Key Design Decisions

  • Multi-tenancy: Every table has a tenant_id FK. All endpoints are scoped under /tenants/{slug}/.... Tenant slugs are validated as lowercase alphanumeric with hyphens.
  • PII-safe storage: Patron emails are HMAC-SHA256 hashed (deterministic for dedup), names are SHA-256 hashed (one-way), and emails are masked for display (j***@example.com). No plaintext PII is ever stored or returned.
  • Versioned books: Re-ingesting the same work creates a new BookVersion record instead of overwriting. A diff endpoint shows what changed between versions.
  • Rate limiting: Fixed-window per-tenant rate limits — 60 req/min for API endpoints, 10 req/hour for ingestion. Returns 429 with Retry-After header.
  • Background ingestion: Huey task queue handles Open Library API calls asynchronously. Jobs track status (pending → running → completed/failed).
  • Scheduled re-sync: A Huey periodic task re-ingests all previously ingested queries every 6 hours (configurable via RE_SYNC_INTERVAL_HOURS).

Setup

# Clone and install
git clone https://github.com/jhult/olcs-python-api.git
cd olcs-python-api
uv sync

# Create the database and run migrations
uv run alembic upgrade head

# Create a tenant
uv run python scripts/create_tenant.py --name "My Library" --slug my-library

Run

# Start the API server
uv run uvicorn olcs.main:app --reload

# Start the Huey consumer (for background ingestion)
uv run huey_consumer olcs.huey_config.huey

The API server runs on http://localhost:8000 by default. Interactive docs at http://localhost:8000/docs.

OpenAPI Schema

FastAPI auto-generates an OpenAPI schema.

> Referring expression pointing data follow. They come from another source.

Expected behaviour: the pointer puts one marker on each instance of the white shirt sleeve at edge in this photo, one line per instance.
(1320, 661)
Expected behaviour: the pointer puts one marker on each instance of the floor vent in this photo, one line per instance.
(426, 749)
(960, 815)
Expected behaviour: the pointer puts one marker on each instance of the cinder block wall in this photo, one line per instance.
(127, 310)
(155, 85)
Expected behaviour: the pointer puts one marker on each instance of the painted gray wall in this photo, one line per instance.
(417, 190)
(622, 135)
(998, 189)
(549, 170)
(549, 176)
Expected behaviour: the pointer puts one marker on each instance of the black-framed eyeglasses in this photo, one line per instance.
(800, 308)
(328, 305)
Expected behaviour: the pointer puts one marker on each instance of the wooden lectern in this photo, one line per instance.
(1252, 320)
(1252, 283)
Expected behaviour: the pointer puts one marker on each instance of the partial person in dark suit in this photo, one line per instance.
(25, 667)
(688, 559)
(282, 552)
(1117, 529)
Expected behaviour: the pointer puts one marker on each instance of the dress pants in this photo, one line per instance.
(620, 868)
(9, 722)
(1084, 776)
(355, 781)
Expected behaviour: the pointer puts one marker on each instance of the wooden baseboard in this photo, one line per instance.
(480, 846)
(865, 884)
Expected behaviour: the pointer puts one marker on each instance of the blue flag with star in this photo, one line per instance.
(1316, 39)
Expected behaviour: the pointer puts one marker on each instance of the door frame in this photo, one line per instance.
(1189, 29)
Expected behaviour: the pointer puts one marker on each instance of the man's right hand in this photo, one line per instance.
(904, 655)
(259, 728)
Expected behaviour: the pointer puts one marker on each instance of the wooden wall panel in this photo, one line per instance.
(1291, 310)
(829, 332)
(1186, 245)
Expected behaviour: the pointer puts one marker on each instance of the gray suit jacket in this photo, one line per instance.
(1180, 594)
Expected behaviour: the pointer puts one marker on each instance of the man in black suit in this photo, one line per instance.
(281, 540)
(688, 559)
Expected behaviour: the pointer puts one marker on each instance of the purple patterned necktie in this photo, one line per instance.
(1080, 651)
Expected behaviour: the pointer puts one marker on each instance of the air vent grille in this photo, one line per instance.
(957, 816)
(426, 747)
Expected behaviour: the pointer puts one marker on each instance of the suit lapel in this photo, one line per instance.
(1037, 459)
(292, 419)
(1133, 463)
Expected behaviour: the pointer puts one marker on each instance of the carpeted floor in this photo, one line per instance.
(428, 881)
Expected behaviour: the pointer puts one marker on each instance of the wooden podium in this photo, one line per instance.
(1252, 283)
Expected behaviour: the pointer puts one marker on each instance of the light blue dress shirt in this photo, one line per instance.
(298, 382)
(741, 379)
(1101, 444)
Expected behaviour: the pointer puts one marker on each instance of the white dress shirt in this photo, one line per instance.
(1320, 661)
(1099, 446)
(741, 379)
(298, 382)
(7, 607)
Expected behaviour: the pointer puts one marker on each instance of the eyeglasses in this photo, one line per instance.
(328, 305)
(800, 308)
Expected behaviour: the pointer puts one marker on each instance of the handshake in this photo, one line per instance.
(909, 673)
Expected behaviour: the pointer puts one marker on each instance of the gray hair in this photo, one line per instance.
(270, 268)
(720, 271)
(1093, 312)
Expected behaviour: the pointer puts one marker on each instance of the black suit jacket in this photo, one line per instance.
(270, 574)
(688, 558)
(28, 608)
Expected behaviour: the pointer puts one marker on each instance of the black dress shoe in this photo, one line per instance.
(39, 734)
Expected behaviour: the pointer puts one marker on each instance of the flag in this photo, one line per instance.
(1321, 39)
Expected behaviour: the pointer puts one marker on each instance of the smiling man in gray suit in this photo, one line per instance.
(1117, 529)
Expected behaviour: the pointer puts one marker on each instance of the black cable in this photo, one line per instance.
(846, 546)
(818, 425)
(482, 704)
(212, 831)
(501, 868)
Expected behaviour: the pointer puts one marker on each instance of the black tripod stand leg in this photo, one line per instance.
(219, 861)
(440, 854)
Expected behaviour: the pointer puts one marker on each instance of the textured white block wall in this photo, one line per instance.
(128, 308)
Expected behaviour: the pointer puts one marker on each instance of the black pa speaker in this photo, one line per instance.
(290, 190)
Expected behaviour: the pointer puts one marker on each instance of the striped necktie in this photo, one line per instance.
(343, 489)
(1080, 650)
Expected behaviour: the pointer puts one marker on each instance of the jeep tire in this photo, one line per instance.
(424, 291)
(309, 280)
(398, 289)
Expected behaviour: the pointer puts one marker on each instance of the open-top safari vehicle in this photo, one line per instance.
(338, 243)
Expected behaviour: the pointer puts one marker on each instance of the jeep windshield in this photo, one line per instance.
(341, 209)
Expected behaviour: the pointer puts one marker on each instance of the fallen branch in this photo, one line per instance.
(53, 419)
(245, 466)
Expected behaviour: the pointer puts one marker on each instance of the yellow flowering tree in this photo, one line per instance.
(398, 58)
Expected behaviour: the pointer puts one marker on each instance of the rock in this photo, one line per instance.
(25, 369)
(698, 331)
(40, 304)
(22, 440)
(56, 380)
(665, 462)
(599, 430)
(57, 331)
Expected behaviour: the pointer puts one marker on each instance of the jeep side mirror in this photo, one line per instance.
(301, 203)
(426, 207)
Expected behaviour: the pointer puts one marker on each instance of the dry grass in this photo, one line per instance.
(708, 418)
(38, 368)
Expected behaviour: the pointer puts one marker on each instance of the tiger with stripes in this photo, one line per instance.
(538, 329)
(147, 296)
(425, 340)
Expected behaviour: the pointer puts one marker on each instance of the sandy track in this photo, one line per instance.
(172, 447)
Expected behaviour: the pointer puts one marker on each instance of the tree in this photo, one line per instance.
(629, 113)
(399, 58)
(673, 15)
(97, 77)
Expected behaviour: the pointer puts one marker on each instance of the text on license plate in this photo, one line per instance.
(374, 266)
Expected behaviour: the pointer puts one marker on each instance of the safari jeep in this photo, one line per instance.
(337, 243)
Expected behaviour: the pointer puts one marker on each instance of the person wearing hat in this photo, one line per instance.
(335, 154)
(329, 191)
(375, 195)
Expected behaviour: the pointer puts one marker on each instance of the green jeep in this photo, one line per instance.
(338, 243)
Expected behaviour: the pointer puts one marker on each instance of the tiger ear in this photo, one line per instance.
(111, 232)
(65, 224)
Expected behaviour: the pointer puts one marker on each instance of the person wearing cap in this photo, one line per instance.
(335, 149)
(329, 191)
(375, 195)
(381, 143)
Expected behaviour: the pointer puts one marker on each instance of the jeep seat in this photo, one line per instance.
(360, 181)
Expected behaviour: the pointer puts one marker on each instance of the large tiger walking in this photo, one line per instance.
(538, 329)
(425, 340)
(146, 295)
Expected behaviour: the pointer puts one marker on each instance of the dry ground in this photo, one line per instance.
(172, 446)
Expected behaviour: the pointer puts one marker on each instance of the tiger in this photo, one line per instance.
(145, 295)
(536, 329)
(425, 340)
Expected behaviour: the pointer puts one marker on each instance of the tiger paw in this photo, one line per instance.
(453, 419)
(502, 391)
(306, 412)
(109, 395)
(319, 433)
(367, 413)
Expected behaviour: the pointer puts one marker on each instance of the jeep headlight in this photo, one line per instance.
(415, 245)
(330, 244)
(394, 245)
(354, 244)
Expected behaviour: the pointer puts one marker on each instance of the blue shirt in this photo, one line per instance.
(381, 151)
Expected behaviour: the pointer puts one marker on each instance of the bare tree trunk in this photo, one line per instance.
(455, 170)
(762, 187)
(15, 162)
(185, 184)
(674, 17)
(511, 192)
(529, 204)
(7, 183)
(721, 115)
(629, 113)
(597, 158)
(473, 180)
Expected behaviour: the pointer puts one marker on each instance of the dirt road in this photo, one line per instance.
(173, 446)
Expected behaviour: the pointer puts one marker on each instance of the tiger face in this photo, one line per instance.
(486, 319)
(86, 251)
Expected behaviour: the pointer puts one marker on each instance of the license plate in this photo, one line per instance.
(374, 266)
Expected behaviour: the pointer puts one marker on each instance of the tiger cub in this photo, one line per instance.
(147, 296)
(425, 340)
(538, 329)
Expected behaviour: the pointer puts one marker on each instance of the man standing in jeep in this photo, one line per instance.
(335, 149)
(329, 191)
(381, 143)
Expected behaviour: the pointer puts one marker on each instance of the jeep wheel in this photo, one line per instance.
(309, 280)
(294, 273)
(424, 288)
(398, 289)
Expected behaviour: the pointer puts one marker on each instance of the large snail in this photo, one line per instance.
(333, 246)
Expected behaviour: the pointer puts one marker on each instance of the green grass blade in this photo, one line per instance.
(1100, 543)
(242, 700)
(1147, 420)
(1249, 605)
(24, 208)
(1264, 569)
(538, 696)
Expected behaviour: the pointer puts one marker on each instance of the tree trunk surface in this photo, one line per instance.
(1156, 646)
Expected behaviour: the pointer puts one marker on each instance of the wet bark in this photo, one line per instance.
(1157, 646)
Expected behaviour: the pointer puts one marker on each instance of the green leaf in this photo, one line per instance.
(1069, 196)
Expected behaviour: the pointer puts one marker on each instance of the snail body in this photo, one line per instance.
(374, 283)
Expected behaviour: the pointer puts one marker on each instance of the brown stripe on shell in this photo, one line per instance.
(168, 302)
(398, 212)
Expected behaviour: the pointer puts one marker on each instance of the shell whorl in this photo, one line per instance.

With the server running:

curl http://localhost:8000/openapi.json

Or without starting the server:

from olcs.main import app
import json
print(json.dumps(app.openapi(), indent=2))

API Reference

All tenant-scoped endpoints use the prefix /tenants/{slug}/.... Replace {slug} with your tenant's slug.

Health

# Health check (includes DB connectivity check)
curl http://localhost:8000/health

# Service info
curl http://localhost:8000/

Tenants

# Create a tenant
curl -X POST http://localhost:8000/tenants/ \
  -H 'Content-Type: application/json' \
  -d '{"name": "Springfield Library", "slug": "springfield"}'

# List tenants
curl http://localhost:8000/tenants/

# Get a tenant
curl http://localhost:8000/tenants/springfield

Books

# List books (paginated)
curl http://localhost:8000/tenants/springfield/books/

# Search books (min 2 characters)
curl http://localhost:8000/tenants/springfield/books/search?q=tolkien

# Get book detail with version history
curl http://localhost:8000/tenants/springfield/books/{book_id}

# Get version diff
curl http://localhost:8000/tenants/springfield/books/{book_id}/versions/{v1_id}/diff/{v2_id}

Ingestion

# Start ingestion by author
curl -X POST http://localhost:8000/tenants/springfield/ingestion/ \
  -H 'Content-Type: application/json' \
  -d '{"query": "author:Tolkien"}'

# Start ingestion by subject
curl -X POST http://localhost:8000/tenants/springfield/ingestion/ \
  -H 'Content-Type: application/json' \
  -d '{"query": "subject:fantasy"}'

# Start ingestion by OL keys
curl -X POST http://localhost:8000/tenants/springfield/ingestion/ \
  -H 'Content-Type: application/json' \
  -d '{"open_library_keys": ["/works/OL18295W"]}'

# List ingestion jobs
curl http://localhost:8000/tenants/springfield/ingestion/jobs

# Get a specific job
curl http://localhost:8000/tenants/springfield/ingestion/jobs/{job_id}

# List ingestion logs
curl http://localhost:8000/tenants/springfield/ingestion/logs

# Check re-sync status
curl http://localhost:8000/tenants/springfield/ingestion/resync

Submissions (Reading Lists)

# Submit a reading list with an OL key
curl -X POST http://localhost:8000/tenants/springfield/submissions/ \
  -H 'Content-Type: application/json' \
  -d '{
    "email": "reader@example.com",
    "name": "Jane Doe",
    "books": [{"open_library_key": "OL18295W"}]
  }'

# Submit with an ISBN
curl -X POST http://localhost:8000/tenants/springfield/submissions/ \
  -H 'Content-Type: application/json' \
  -d '{
    "email": "reader@example.com",
    "name": "Jane Doe",
    "books": [{"isbn": "9780618640157"}]
  }'

# Submit with mixed identifiers (1-50 books)
curl -X POST http://localhost:8000/tenants/springfield/submissions/ \
  -H 'Content-Type: application/json' \
  -d '{
    "email": "reader@example.com",
    "name": "Jane Doe",
    "books": [
      {"open_library_key": "OL18295W"},
      {"isbn": "9780618640157"}
    ]
  }'

# List submissions (no plaintext PII in responses)
curl http://localhost:8000/tenants/springfield/submissions/

Rate Limits

# Check rate limit usage (API and ingestion)
curl http://localhost:8000/tenants/springfield/rate-limits/

Response shows both API (60/min) and ingestion (10/hour) limits with window start/end times.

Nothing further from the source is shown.